Much of President Kim’s vision will depend on government policies to support this transition. Andrew Beebe, Managing Director at Obvious Ventures, agreed that policy and regulatory decisions will play an important part in meeting COP21’s commitments. He suggests that carbon pricing is the most effective way to support the transition, and federal programs have an important role to play.

“A carbon tax or a real cap-and-trade program at the national level is going to be the most cost-effective method for us to make this transition,” says Beebe. “Federal programs like the ITC, PTC and DoE SunShot are excellent catalysts for different forms of growth and will help people focus on the right solutions for the long term.”

In June 2015, the International Energy Agency (IEA) also echoed the need to implement strong domestic policies, such as carbon pricing, to meet COP21’s commitments. The IEA went on further to suggest that governments should gradually phase out of fossil-fuel subsidies to end users by 2030, and increase investment in renewable energy technologies.
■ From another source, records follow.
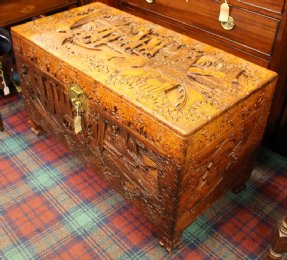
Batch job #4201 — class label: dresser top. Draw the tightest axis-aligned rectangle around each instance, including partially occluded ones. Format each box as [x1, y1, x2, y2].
[12, 3, 276, 136]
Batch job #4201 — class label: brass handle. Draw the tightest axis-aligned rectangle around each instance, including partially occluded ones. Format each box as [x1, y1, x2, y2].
[221, 16, 235, 31]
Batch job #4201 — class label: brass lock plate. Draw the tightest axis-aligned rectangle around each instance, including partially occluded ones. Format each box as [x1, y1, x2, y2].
[68, 85, 87, 113]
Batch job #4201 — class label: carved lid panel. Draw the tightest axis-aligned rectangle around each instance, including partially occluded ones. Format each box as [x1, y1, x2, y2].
[13, 3, 276, 136]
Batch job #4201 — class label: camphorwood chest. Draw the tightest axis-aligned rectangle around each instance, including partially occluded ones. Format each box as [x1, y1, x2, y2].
[12, 3, 276, 250]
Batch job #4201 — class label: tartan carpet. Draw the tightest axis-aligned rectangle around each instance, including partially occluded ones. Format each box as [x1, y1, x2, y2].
[0, 96, 287, 260]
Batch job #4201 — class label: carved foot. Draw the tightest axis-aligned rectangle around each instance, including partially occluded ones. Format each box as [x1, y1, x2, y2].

The Breakthrough Energy Coalition initiative will play an impactful role

Bill Gates’ announcement of the Breakthrough Energy Coalition came prior to the agreement in Paris. The public-private partnership between governments, investors and academia will likely have a significant impact, because the synergy of each party will be able to provide value-added input in scaling cleantech products, from research to deployment.

The coalition, which aims to provide money for research, startups and deployment, has talked about a “dramatically scaled-up public research pipeline” and will provide “seed, angel and Series A investments” in order to support the deployment of technologies developed at scale.

Therefore, with such a global consensus on climate change, and a collaborative push to scale cleantech products, I think the Paris Climate Change Deal will prove to be the much needed catalyst in reviving cleantech.